Palantir Technologies, co-founded in 2003 by Peter Thiel and Alex Karp, develops data analytics software. The company provides tools to U.S. government agencies and enterprise clients. Through the Vergence AI engine, Palantir and TWG AI will power the new monitoring platform for Polymarket’s sports markets.
Crypto World
KBC taps Taurus for Belgium’s first regulated crypto trade
TLDR
- KBC partnered with Swiss fintech Taurus to support its regulated crypto trading service in Belgium.
- KBC became the first Belgian bank to offer Bitcoin and Ethereum trading within a regulated banking framework.
- The bank integrated Taurus-PROTECT to provide institutional-grade digital asset custody for its Bolero platform.
- Retail clients can trade Bitcoin and Ether on an execution-only basis under the EU MiCAR framework.
- KBC structured the service under a closed model that keeps crypto assets within the Bolero platform.
Major Belgian lender KBC has partnered with Swiss fintech Taurus to power its regulated crypto trading service. The bank will use Taurus-PROTECT to provide institutional custody for digital assets offered through its Bolero platform. The launch makes KBC the first Belgian bank to enable Bitcoin and Ethereum trading within a regulated banking framework.
KBC Group Launches Regulated Bitcoin Trading with Taurus Support
KBC Group confirmed it teamed up with Taurus SA to deploy Taurus-PROTECT for secure digital asset custody. The bank integrated the platform into Bolero, its self-directed investment service, to support regulated crypto trading.

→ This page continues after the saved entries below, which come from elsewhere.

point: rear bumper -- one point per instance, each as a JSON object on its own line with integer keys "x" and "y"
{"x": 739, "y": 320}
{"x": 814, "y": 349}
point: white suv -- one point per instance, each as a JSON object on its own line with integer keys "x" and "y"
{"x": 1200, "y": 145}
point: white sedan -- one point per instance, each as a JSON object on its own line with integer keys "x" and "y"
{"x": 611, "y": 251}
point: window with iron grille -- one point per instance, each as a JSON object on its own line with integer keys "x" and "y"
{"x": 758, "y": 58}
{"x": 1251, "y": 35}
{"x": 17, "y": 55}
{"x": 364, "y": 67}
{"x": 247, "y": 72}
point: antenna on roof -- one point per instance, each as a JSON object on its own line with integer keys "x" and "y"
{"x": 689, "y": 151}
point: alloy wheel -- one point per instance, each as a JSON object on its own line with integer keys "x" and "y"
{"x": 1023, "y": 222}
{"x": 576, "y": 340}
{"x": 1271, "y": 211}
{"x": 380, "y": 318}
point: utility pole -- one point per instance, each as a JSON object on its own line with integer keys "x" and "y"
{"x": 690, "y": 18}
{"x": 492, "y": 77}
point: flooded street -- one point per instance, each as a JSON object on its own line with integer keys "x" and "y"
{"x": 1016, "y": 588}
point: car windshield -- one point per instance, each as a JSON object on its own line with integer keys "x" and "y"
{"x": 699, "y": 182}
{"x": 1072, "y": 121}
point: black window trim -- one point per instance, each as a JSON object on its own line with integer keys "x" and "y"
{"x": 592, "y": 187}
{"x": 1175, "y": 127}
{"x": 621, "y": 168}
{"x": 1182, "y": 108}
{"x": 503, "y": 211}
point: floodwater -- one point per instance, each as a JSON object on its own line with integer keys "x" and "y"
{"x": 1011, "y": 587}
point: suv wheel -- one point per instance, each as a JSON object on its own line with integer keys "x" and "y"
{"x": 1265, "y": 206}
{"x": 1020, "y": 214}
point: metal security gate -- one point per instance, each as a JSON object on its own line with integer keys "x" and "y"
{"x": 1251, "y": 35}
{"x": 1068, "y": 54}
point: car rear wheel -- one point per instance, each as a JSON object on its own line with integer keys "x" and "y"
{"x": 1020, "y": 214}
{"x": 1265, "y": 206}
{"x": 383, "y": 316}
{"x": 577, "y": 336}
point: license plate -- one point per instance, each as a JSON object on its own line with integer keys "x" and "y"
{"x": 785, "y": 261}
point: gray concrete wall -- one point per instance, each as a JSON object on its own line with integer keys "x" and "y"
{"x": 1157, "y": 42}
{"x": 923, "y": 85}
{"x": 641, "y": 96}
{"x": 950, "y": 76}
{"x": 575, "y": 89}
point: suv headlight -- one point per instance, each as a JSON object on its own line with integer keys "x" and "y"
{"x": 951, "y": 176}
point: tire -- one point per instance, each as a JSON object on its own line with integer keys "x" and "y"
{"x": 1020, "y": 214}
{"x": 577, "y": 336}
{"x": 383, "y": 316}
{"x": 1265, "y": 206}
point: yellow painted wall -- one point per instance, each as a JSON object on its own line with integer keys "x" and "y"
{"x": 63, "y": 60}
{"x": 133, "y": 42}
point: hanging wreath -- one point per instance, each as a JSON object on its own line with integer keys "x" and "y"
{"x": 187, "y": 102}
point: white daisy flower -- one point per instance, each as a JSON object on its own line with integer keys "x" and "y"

The service went live last month and offers retail clients access to Bitcoin on an execution-only basis.
KBC Group structured the offering under the European Union’s Markets in Crypto-Assets Regulation framework. The bank executes all Bitcoin transactions in compliance with MiCAR requirements and internal governance standards. Erik Luts, Chief Innovation Officer at KBC Group, said growing client demand drove the partnership.
“By working with Taurus, we can offer crypto services supported by banking-grade custody,” Luts said. He added that the bank applies the same security and control standards across its crypto operations. KBC Group confirmed that clients trade Bitcoin directly within Bolero without external transfers.
Ether Access Expands Through Closed Operating Model
KBC Group also introduced Ethereum trading under the same regulated structure. Retail clients can access Ether on an execution-only basis through Bolero. The bank keeps all purchased crypto assets within its closed operating model.
Under this model, clients cannot transfer Bitcoin or Ether to external wallets or exchanges. The structure removes the need for clients to manage private keys themselves. KBC Group said this approach reduces operational and fraud risks linked to retail custody.
Lamine Brahimi, Co-founder and Managing Partner at Taurus, addressed the collaboration. “We are proud to support KBC’s market-first initiative in Belgium with Taurus-PROTECT,” Brahimi said. He stated that Taurus designed the platform specifically for banks seeking institutional-grade custody.
Taurus-PROTECT provides digital asset storage with governance and compliance controls aligned with banking standards. KBC Group confirmed it applies the same oversight procedures used across its broader financial services. The bank said the platform ensures secure storage of both Bitcoin and Ether holdings.
KBC Group stated that all transactions occur within a fully regulated banking environment. The bank said it processes trades through established compliance systems and internal monitoring tools. The service became available to retail investors last month through the Bolero platform.
KBC Group emphasized that clients gain crypto exposure through a trusted banking channel. The bank maintains full custody responsibility for assets held on the platform. The announcement marked the official rollout of regulated Bitcoin and Ether trading in Belgium’s banking sector.